In an exclusive interview, a reflective Farah, who wrote the book’s foreword and also published Corsi’s earlier best-selling work, Unfit for Command: Swift Boat Veterans Speak out Against John Kerry and Capricorn One: NASA, JFK, and the Great “Moon Landing” Cover-Up, said that after much serious reflection, he could not go forward with the project. “I believe with all my heart that Barack Obama is destroying this country, and I will continue to stand against his administration at every turn, but in light of recent events, this book has become problematic, and contains what I now believe to be factual inaccuracies,” he said this morning. “I cannot in good conscience publish it and expect anyone to believe it.”

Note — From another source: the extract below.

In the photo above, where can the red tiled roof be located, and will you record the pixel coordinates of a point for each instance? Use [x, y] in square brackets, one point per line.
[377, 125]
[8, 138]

If they had only taken the same action when it turned out that the claims of the Swift Boat Liars, including Jerome Corsi, was also based upon factual inaccuracies.
Even more unfortunate, this turned out to be a hoax:
for those who didn’t figure it out yet, and the many on Twitter for whom it took a while: We committed satire this morning to point out the problems with selling and marketing a book that has had its core premise and reason to exist gutted by the news cycle, several weeks in advance of publication. Are its author and publisher chastened? Well, no. They double down, and accuse the President of the United States of perpetrating a fraud on the world by having released a forged birth certificate. Not because this claim is in any way based on reality, but to hold their terribly gullible audience captive to their lies, and to sell books. This is despicable, and deserves only ridicule. That’s why we committed satire in the matter of the Corsi book. Hell, even the president has a sense of humor about it all. Some more serious reporting from us on this whole “birther” phenomenon here, here, and here.
Update: Jerome Corsi, who is making a living by lying and smearing people, is now upset that Esquire posted a false story about him and is threatening to sue Esquire. The difference is that Esquire admitted their story was a parody while Corsi continues to spread his lies.

Another Message From Barack Obama

Since at least the Clinton years, liberals and conservatives have had fundamentally different views on how to handle the threat of terrorism. The record shows who has been right. Under whose watch did we suffer the worst terrorist attack in history? Under whose watch did we take out Osama bin Laden? Nuff said.